Hanya Gayus Tambunan yang akumualsi vonisnya mencapai 28 tahun karena didakwa
terlibat aneka kasus korupsi. Kasus Gayus sangat menghebohkan, karena
bepengaruh dalam banyak sendi kehidupan berbangsa, terutama dalam ketaatan
pembayaran pajak. Gayus adalah pegawai pajak golongan IIIA namun sangat kaya.
Selebihnya, para koruptor mendapat vonis “bersahabat.” Kasus yang tak kalah
menghebohkan dibanding Gayus ini, berakhir antiklimaks. Muhamad Nazaruddin hanya
divonis 4 tahun 10 bulan. Nunun Nurbaeti juga divonis relatif enteng, 4 tahun
10 bulan.
Para
hakim tentu sudah menggunakan pertimbangan matang dan dasar hukum kuat untuk
memvonis para koruptor. Kita harus menghormati keputusan para hakim. Kalau kita
mau memberi catatan atas vonis bagi koruptor, gunakanlah dasar undang-undang. UU di Indonesia, ternyata memungkinkan
seseorang dihukum mati karena kasus korupsi.
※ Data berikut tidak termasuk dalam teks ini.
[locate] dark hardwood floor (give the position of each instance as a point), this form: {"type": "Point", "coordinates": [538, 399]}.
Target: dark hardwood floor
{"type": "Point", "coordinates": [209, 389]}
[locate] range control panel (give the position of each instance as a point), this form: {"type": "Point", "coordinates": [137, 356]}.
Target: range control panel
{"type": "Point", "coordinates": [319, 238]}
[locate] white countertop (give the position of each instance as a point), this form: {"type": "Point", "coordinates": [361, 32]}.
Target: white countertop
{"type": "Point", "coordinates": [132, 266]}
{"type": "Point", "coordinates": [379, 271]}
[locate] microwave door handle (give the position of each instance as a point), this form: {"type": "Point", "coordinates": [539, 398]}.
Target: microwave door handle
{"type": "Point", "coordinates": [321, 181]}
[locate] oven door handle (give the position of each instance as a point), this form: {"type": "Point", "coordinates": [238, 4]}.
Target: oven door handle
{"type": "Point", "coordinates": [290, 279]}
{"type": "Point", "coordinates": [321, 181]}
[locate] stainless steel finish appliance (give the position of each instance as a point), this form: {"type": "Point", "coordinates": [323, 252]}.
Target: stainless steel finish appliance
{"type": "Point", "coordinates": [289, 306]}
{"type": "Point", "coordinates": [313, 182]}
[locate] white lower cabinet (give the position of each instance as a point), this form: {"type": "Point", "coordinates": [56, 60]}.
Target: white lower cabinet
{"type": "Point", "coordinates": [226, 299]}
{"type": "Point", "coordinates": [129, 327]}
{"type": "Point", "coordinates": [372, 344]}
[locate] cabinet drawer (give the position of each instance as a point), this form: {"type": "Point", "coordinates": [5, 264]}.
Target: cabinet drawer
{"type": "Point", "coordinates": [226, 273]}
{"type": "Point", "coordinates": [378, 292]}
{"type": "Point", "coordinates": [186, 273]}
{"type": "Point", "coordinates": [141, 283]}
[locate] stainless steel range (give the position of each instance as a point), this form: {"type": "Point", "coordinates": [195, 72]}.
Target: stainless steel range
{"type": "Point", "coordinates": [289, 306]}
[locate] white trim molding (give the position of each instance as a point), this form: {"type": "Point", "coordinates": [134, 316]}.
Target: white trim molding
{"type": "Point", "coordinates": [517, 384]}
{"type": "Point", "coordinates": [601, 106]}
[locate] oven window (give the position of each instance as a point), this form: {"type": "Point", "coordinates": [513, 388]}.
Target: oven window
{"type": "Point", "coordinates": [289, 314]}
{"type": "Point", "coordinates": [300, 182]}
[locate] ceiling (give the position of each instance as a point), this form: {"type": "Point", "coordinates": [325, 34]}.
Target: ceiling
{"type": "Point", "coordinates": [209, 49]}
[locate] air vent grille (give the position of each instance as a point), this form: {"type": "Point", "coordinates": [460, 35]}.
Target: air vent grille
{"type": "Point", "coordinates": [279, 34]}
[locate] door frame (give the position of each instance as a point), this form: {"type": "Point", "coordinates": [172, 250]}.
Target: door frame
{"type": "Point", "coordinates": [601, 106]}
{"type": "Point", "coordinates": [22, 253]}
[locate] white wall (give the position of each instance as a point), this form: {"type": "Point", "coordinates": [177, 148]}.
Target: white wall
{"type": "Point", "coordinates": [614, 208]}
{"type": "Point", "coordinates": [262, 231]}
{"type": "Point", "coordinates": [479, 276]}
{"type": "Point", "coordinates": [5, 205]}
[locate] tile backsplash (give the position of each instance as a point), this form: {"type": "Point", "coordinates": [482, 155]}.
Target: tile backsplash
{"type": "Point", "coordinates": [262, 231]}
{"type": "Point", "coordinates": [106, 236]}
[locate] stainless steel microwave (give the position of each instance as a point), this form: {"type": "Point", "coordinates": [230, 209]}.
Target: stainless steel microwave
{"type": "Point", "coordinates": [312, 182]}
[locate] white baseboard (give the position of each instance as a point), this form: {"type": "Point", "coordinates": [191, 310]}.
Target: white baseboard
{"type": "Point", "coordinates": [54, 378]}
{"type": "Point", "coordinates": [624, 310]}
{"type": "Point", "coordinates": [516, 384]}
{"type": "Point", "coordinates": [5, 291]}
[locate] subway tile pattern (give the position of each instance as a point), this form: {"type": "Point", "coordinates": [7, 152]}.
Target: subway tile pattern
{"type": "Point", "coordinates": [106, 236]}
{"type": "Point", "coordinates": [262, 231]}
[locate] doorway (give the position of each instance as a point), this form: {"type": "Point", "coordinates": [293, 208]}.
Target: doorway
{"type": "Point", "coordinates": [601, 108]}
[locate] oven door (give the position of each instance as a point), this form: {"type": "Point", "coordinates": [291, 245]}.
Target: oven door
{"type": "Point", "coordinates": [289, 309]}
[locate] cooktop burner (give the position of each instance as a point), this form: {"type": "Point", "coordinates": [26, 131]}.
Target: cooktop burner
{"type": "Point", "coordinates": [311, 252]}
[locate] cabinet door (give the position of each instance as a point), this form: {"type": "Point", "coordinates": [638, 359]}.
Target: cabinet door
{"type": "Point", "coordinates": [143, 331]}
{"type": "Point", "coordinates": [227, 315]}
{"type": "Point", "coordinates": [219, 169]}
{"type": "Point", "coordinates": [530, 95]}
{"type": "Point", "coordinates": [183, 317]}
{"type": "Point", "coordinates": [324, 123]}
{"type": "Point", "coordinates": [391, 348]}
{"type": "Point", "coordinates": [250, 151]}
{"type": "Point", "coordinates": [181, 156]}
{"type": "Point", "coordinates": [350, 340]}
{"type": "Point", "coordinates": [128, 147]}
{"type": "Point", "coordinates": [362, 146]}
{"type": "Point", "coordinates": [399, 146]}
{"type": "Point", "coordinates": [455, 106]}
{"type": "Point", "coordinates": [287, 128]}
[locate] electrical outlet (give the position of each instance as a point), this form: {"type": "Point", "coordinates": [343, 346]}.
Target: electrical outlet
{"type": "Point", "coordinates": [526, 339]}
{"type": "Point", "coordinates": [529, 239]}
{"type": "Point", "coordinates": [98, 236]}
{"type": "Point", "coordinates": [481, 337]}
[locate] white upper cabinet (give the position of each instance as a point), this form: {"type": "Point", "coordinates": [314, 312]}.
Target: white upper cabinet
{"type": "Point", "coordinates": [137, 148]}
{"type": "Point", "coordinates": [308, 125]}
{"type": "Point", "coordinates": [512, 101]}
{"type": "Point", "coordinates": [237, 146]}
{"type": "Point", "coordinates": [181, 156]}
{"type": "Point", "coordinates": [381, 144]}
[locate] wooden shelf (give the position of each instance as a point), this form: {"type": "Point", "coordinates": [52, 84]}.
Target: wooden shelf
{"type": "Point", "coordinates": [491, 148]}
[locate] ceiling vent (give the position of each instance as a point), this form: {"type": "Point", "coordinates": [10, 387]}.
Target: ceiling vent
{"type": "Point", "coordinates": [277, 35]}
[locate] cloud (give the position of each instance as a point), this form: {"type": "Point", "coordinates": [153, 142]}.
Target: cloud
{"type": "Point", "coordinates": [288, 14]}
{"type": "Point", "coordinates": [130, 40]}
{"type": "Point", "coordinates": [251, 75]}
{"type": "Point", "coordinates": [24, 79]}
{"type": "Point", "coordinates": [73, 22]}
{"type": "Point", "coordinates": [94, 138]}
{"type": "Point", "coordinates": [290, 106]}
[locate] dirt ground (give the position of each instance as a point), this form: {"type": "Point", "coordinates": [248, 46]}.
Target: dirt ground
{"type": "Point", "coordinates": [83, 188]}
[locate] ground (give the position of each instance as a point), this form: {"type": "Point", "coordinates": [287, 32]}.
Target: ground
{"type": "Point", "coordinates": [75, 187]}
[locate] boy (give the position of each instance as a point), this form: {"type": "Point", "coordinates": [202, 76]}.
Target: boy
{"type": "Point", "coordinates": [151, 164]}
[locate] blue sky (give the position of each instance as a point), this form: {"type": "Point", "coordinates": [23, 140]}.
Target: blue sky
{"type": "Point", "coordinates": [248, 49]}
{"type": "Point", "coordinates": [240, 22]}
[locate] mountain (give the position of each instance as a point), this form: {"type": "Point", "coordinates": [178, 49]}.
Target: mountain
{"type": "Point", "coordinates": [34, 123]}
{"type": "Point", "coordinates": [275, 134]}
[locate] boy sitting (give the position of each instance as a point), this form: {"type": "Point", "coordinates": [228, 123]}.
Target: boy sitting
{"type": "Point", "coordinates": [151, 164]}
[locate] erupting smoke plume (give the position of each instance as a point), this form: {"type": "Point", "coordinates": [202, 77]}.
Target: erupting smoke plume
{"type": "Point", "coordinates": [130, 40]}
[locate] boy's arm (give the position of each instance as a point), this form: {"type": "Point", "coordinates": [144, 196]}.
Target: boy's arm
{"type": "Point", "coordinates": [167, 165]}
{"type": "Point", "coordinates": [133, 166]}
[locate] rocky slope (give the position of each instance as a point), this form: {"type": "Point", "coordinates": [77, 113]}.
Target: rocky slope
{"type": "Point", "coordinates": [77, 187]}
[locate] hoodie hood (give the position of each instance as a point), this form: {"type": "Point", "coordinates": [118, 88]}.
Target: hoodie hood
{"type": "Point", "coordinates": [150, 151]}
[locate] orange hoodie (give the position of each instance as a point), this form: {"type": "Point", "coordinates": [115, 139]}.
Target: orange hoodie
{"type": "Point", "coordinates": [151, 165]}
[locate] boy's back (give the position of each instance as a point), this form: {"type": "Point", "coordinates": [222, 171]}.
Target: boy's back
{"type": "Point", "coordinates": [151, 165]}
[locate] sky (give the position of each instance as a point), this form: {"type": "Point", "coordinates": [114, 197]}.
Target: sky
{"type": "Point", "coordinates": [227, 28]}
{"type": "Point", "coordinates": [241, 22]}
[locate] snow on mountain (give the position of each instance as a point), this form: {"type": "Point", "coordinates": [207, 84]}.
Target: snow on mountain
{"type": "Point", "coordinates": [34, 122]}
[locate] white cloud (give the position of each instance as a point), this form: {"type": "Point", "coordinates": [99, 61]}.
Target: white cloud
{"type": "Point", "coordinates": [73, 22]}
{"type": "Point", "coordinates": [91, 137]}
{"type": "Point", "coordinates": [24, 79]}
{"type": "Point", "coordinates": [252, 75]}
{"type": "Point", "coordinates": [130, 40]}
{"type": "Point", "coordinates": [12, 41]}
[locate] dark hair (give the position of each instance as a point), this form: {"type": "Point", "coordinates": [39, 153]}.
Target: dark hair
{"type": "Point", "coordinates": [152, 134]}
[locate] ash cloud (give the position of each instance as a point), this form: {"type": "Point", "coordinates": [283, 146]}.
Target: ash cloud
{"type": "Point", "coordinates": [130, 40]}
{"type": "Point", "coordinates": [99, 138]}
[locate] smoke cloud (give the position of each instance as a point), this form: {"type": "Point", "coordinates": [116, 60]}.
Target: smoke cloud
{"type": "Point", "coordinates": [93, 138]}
Sejarah mencatat, pada tahun 2006,
pembobol Bank BNI Ahmad Sidik Mauladi Iskandar Dinata atau lebih dikenal dengan
Dicky Iskandar Dinata, sempat dituntut hukuman mati sebelum akhirnya hakim PN
Jakarta Selatan memvonis Dicky dengan hukuman seumur hidup.
Hukuman Mati
UU
Pemberantasan Korupsi memang memberi kewenangan penuh kepada jaksa dan hakim
untuk menuntut dan memonis koruptor dengan hukuman mati. Namun dalam sejarah
pemberantasan korupsi di Indonesia, Cuma sekali itu saja tuntutan mati diajukan
jaksa, ya terhadap Dicky itu. Jaksa menyandarkan diri pada Pasal 2 Ayat 2 UU
Nomor 31 Tahun 1999 tentang Pemberantasan Tindak Pidana Korupsi. Dengan
demikian, tak perlu mengubah UU untuk menghukum mati koruptor. Tinggal
profesionalitas para penyidik (pollisi, kejaksaan, KPK), para jaksa, dan hakim
saja yang kita harapkan. Kalau alat bukti kuat, kasus korupsinya menghancurkan
sendi-sendi berbangsa, maka hukum mati saja.
Indonesia
perlu meniru hukuman mati bagi koruptor seperti cara bangsa China mengatasi
korupsi. Ketika dilantik menjadi Perdana Menteri 1998, Zhu Rongji berkata, “Beri
saya 100 peti mati, 99 akan saya kirim untuk para koruptor, satunya untuk saya
jika saya korupsi.” Setiap tahun, ada saja orang dihukum mati karena korupsi.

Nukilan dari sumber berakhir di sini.